"I'se mighty feared yer both right, Bre'er Berry. But it certain ar' a mighty easy way ter git wuk fer nothin', jes ter wait till de crap's laid by an' den run a man off kase he happens ter go ter a political meetin'! 'Pears like tain't much more freedom dan we hed in ole slave-times."

"Did it ebber'ccur ter you. Uncle Nimbus," said Berry, very thoughtfully, "dat dis yer ting freedom waz a durn curus affair fer we cullud people, ennyhow?"

"Did it ever? Wal, now, I should tink it hed, an' hit 'ccurs ter me now dat it's growin' quarer an' quarer ebbery day. Though I'se had less on't ter bear an' puzzle over than a-most enny on ye, dat I hez, I don't know whar it'll wuk out. 'Liab sez de Lord's a doin' His own wuk in His own way, which I 'specs is true; but hit's a big job, an' He's got a quare way ob gittin' at it, an' seems ter be a-takin' His own time fer it, tu. Dat's my notion."

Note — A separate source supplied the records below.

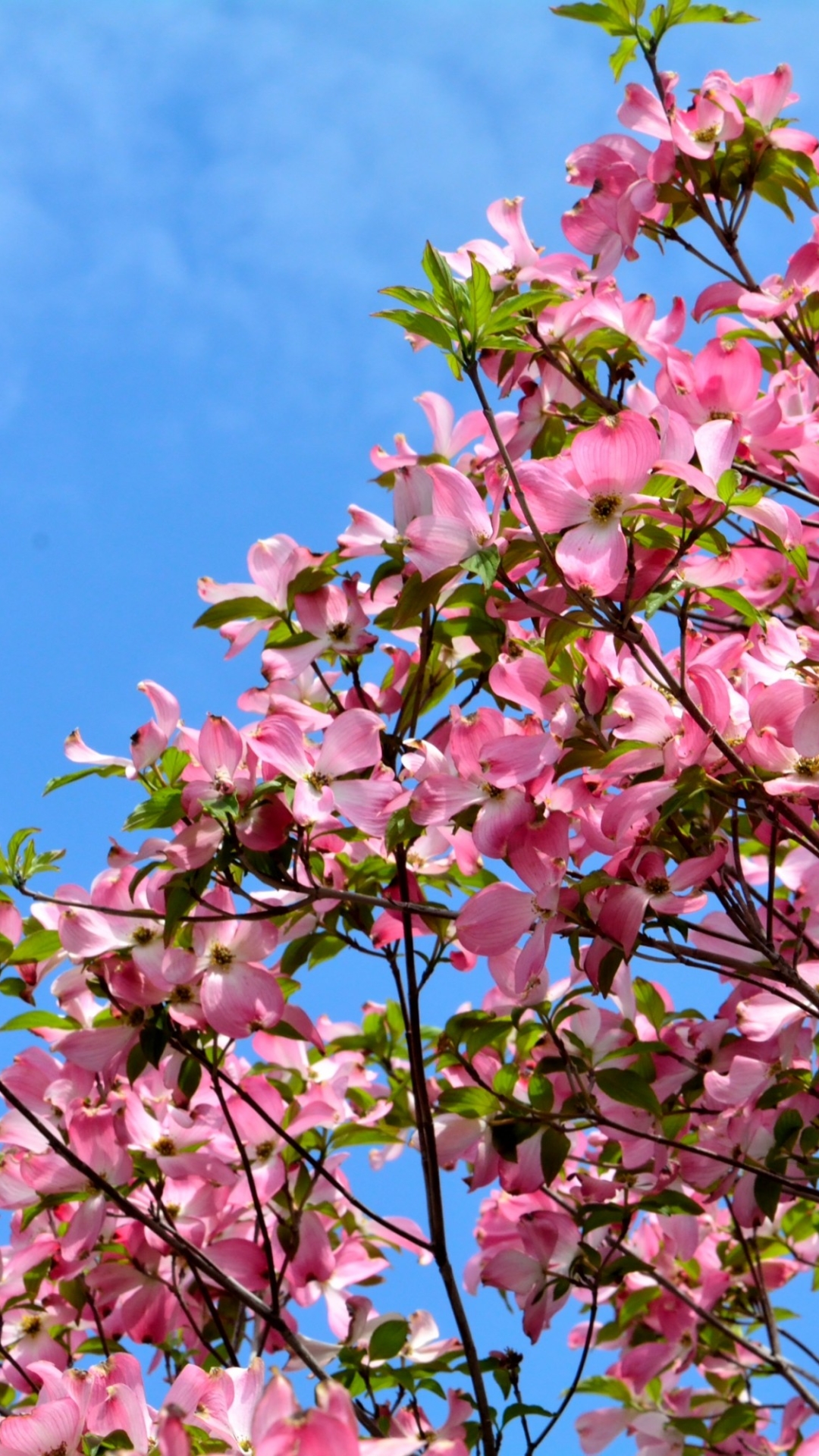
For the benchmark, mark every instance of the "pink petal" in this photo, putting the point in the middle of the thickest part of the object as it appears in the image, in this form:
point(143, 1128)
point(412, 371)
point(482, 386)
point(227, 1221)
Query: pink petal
point(368, 802)
point(453, 495)
point(280, 743)
point(716, 446)
point(553, 501)
point(594, 555)
point(164, 704)
point(221, 747)
point(618, 452)
point(496, 919)
point(350, 743)
point(241, 1001)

It was no doubt childish for these two simple-minded colored men to take this gloomy view of their surroundings and their future. They should have realized that the fact that their privileges were insecure and their rights indefensible was their own misfortune, perhaps even their fault. They should have remembered that the susceptibilities of that race among whom their lot had been cast by the compulsion of a strange providence, were such as to be greatly irritated by anything like a manly and independent exercise of rights by those who had been so long accounted merely a superior sort of cattle. They should not have been at all surprised to find their race helpless and hopeless before the trained and organized power of the whites, controlled by the instinct of generations and animated by the sting of defeat.

All this should have been clear and plain to them, and they should have looked with philosophic calmness on the abstract rights which the Nation had conferred and solemnly guaranteed to them, instead of troubling themselves about the concrete wrongs they fancied they endured. Why should Berry Lawson care enough about attending a political meeting to risk provoking his employer's displeasure by so doing; or why, after being discharged, should he feel angry at the man who had merely enforced the words of his own contract? He was a free man; he signed the contract, and the courts were open to him as they were to others, if he was wronged. What reason was there for complaint or apprehension, on his part?

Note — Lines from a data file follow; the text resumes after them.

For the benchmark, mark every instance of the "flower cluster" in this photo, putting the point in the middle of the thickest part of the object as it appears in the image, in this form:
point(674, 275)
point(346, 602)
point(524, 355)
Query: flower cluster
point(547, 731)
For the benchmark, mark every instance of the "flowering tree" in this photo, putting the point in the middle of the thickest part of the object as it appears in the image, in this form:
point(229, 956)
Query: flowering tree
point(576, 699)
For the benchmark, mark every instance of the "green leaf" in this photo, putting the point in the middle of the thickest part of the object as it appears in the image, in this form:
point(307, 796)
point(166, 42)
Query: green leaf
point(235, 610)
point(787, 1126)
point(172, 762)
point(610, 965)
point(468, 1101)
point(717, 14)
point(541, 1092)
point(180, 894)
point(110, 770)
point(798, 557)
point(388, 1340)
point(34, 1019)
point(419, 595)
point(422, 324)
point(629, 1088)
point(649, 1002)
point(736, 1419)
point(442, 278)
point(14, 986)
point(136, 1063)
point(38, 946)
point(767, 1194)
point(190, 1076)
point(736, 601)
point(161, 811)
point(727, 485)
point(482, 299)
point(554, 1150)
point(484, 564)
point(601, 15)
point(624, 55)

Yet many a wiser head than that of Berry Lawson, or even that of his more fortunate kinsman, the many-named Nimbus, has been sorely puzzled to understand how ignorance and poverty and inexperience should maintain the right, preserve and protect themselves against opposing wisdom, wealth and malicious skill, according to the spirit and tenor of the Reconstruction Acts. But it is a problem which ought to trouble no one, since it has been enacted and provided by the Nation that all such persons shall have all the rights and privileges of citizens. That should suffice.

However, the master-key to the feeling which these colored men noted and probed in their quiet evening talk was proclaimed aloud by the county newspaper which, commenting on the meeting at Red Wing and the dismissal of a large number of colored people who attended it in opposition to the wish of their employers, said:

"Our people are willing that the colored man should have all his rights of person and of property; we desire to promote his material welfare; but when he urges his claim to political right, he offers a flagrant insult to the white race. We have no sympathy to waste on negro-politicians or those who sympathize with and encourage them." [Footnote: Taken from the Patriot-Democrat, Clinton, La., Oct 1876.]

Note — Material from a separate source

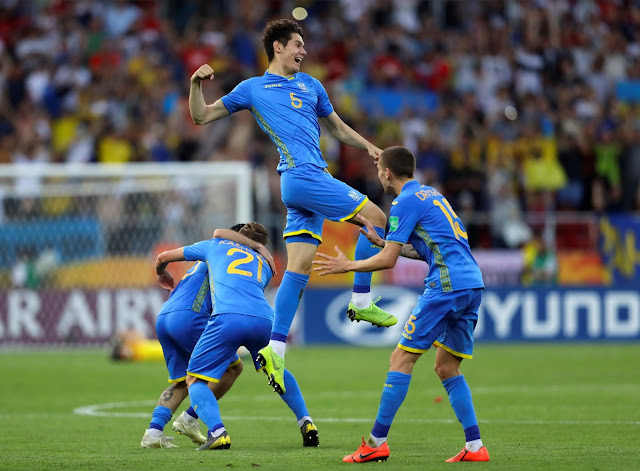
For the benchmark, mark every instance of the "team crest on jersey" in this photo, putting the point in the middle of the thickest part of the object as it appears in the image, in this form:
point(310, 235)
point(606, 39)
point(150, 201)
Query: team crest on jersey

The people of Horsford county had borne a great deal from negro-domination. New men had come into office by means of colored votes, and the old set to whom office had become a sort of perquisite were deprived thereby of this inherited right. The very presence of Nimbus and a few more who like him were prosperous, though in a less degree, had been a constant menace to the peace of a community which looked with peculiar jealousy upon the colored man in his new estate. This might have been endured with no evil results had their prosperity been attended with that humility which should characterize a race so lately lifted from servitude to liberty. It was the "impudent" assertion of their "rights" that so aggravated and enraged the people among whom they dwelt. It was not so much the fact of their having valuable possessions, and being entitled to pay for their labor, that was deemed such an outrage on the part of the colored race, but that they should openly and offensively use those possessions to assert those rights and continually hold language which only "white men" had a right to use. This was more than a community, educated as the Southerners had been, could be expected peaceably to endure.

As a farmer, a champion tobacco-grower and curer, as the most prosperous man of his race in that section, Horsford was not without a certain pride in Nimbus; but when he asserted the right of his people to attend a political meeting without let or hindrance, losing only from their wages as hirelings the price of the time thus absent, he was at once marked down as a "dangerous" man. And when it was noised abroad that he had proposed that all the colored men of the county should band together to protect themselves against this evil, as he chose to regard it, he was at once branded not only as "dangerous" but as a "desperate" and "pestiferous" nigger, instead of being considered merely "sassy," as theretofore.